Hola, por favor necesito que alguien me ayude con los datos necesarios para la Construcción de una fuente regulada de voltaje, con salida variable de 1.5V a 30V y 2A; con protección contra cortocircuitos, con elementos activos, pasivos y discretos. Lo que quiere decir que esta fuente no la puedo hacer con integrados, sino solo a base de transistores, diodos y resistencias... De antemano les doy las gracias a quien me pueda ayudar. espero una pronta respuesta porque necesito...?


----------



## Fogonazo (Ene 6, 2008)

Aqui tienes algo como para empezar, todas con componentes discretos, tendras que adaptarlas a tu necesidad de corriente y tension, pero no es dificil.

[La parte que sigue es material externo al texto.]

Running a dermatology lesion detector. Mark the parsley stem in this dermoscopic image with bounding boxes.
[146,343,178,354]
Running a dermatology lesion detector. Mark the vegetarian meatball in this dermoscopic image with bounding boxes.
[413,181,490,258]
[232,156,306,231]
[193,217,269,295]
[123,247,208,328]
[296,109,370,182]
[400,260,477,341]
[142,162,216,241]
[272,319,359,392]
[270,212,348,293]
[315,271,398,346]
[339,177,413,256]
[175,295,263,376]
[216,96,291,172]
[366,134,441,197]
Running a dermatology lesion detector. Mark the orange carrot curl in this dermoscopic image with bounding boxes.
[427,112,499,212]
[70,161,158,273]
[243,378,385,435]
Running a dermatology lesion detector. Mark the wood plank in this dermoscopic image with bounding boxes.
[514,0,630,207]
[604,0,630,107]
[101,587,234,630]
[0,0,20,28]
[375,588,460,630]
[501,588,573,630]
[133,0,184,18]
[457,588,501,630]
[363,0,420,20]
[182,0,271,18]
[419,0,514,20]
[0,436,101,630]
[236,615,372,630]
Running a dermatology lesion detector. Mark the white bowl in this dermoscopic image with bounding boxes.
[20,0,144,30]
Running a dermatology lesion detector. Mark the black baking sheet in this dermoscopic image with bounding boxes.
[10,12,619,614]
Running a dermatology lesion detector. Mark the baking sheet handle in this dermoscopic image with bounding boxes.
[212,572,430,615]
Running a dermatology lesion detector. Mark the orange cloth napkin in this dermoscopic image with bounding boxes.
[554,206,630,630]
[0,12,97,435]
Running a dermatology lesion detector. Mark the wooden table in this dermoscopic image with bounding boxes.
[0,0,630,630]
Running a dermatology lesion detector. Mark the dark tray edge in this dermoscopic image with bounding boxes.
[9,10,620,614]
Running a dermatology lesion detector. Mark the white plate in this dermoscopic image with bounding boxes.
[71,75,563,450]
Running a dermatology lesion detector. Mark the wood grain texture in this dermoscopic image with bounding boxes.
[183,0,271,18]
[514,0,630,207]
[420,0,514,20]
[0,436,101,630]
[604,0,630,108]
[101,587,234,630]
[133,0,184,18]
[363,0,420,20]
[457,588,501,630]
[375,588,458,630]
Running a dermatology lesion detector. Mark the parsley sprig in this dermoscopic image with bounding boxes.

http://www.comunidadelectronicos.com/proyectos/fuente2.htm
http://www.webelectronica.com.ar/news13/nota02.htm
http://www.doschivos.com/trabajos/tecnologia/763.htm
http://www.electronica2000.com/fuentes/fuenteregulada.htm


----------



## Neldon (Ene 7, 2008)

Muchas gracias amigo de verdad me sirven de mucha ayuda, recien los estaba viendo y me parecen muy buenos, ahora solo es cuestión de modificarle un poco a alguno para que cumpla con los requerimientos que necesito, espero no resulte trabajoso, y tal ves me puedes recomendar un programa simulador de circuitos, por cierto, muchas gracias...


----------



## Fogonazo (Ene 8, 2008)

Multisim 10

No se si sera el mejor pero me llevo muy bien con el !


----------



## Neldon (Ene 9, 2008)

Gracias voy a intentarlo con ese programa, te cuento que ya arme una fuente con un circuito que me enviaste, claro que hice unos pequeños cambios para adquirir los datos que necesito, y solo tuve un problema en el potenciómetro pero después viendo bien había sido porque el transistor ha estado mal polarizado. Al final, después de darme cuenta, ya quedó super bien la fuente. Aún no he quemado nada todavía y no se la sensación que es? , me imagino que tu ya has de conocer esa sensación por eso me aconsejas que la disfrute verdad...?


----------



## Fogonazo (Ene 10, 2008)

Me alegro que te quedara "Super bien la fuente".


----------